The Gateway to Algorithmic and Automated Trading

Sellside Round Table

Published in Automated Trader Magazine Issue 22 Q3 2011

After Q2’s fascinating discussion of the distinct characteristics of FX algo usage, evaluating the critical differences between FX and other asset classes in this respect, our sellsiders move on to discuss FX algo development and the prospects for FX algo functionality that will accommodate multi-asset strategies.

Joining us at the
SELLSIDE ROUND TABLE

Cameron Mouat - Head of foreign exchange algorithmic execution, Deutsche Bank

Gary Stone - Chief Strategy Officer, Bloomberg Tradebook

James Dalton - Director of FX Algorithmic Execution, Citi

Jonathan Wykes - Head of AES FX Sales EMEA, Credit Suisse

Which are the most critical trading venues to which FX execution tools must be connected to be competitive?

Cameron Mouat: There is a core set and they are fairly well known. In addition Deutsche Bank has a large pool of clean liquidity which is independent from other venues.

Gary Stone: We have created our relationships to grow our FX market place's ecosystem. As a result we have created a deep liquid pool and this enables us to be partners with the liquidity providers and liquidity takers so that both sides win.

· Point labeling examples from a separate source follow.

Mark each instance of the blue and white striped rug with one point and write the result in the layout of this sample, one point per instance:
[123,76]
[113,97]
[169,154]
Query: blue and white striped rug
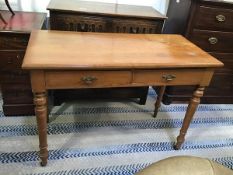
[119,138]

Therefore, we know exactly what we can do in our market place. However, we realise that not everyone in the FX market has the technological ability to operate this way so we have developed technology to include others.

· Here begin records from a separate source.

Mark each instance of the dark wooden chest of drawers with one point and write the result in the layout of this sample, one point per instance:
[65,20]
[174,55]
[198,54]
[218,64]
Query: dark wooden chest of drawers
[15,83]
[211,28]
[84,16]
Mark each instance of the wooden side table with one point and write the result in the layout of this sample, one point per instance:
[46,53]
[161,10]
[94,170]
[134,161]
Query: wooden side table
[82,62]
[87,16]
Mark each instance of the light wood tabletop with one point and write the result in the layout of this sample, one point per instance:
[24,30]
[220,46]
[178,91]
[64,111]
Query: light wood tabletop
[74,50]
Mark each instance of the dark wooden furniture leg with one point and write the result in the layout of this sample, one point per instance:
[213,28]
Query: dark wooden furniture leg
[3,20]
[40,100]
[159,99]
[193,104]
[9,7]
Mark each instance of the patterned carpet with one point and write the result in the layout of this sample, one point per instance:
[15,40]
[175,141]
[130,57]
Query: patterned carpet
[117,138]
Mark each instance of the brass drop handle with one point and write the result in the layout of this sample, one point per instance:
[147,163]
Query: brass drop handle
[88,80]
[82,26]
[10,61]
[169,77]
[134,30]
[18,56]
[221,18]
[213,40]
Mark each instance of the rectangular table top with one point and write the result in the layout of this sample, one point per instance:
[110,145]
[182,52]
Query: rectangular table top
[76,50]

James Dalton: There is a primary liquidity pool for each currency pair. Obviously Commonwealth and EM currencies are traded mainly on Reuters, and Euro Dollar and Dollar Yen are EBS centric. This may not remain the case for ever, as firms like the CME and Currenex are continually eyeballing these enviable brokerage businesses while investing millions in technology to try and build the functionality that will attract clients away. The ground is shifting fast and when the market is busy it is not always the primary markets that see the most volume or the first flurry of activity. We are also yet to clearly understand how pending regulatory decisions may impact where we trade.å Again I would mention that the top tier of electronic market making banks and their internalisation capabilities make them a vital cog in the liquidity landscape.

Jonathan Wykes: It's important to have all the standard primary venues (inter-bank), and ECNs. If you are trading in the majors then you do need to have all of those set up.

One thing that we have done, that has been key, is the use of Cross Finder which is very big in the equity space. It's essentially an internal matching system for all our client activity. We have been actively developing that, taking in liquidity from more local sources and crossing more and more customer to customer flow. This is important because when you start trading illiquid currency pairs there is only so much that you can do in the market. You can obviously get good executions but if you can trade without going to the market as often then you are going to have less impact and less impact means that you can give a much better execution to your client. The key is to have a very diverse pool of liquidity rather than lots of liquidity that really can end up being magnified.

Cameron Mouat

Cameron Mouat

How do the various buyside segments vary in their demand for and use of FX execution tools?

Cameron Mouat: Real money, corporates and larger hedge funds are predominantly interested in anonymity of execution, minimising market impact as well as execution performance. Smaller hedge fund prop desks use algos more for the functionality and execution performance.

Gary Stone: If you take the buyside you have the hedge funds, the asset managers, the corporates and they are all looking for something a little bit different. Hedge funds, as we discussed before, seem to be technical in nature. They tend to use algos that help them build positions or set up entry and exit, trailing stops and setting up event-driven trades that key off different market data. We are seeing more and more asset managers start to dabble in some of the scheduled TWAP or wave algorithms to manage the FX exposure arising from their foreign equity activities more efficiently. A few have started to use average price algorithms which seek a limit which is an average price - a soft limit rather than a hard price limit. Corporates like to do outrights, so we developed technology that enables them to seek best execution on their spot transactions, using similar tools to the asset managers, but automatically roll it forward.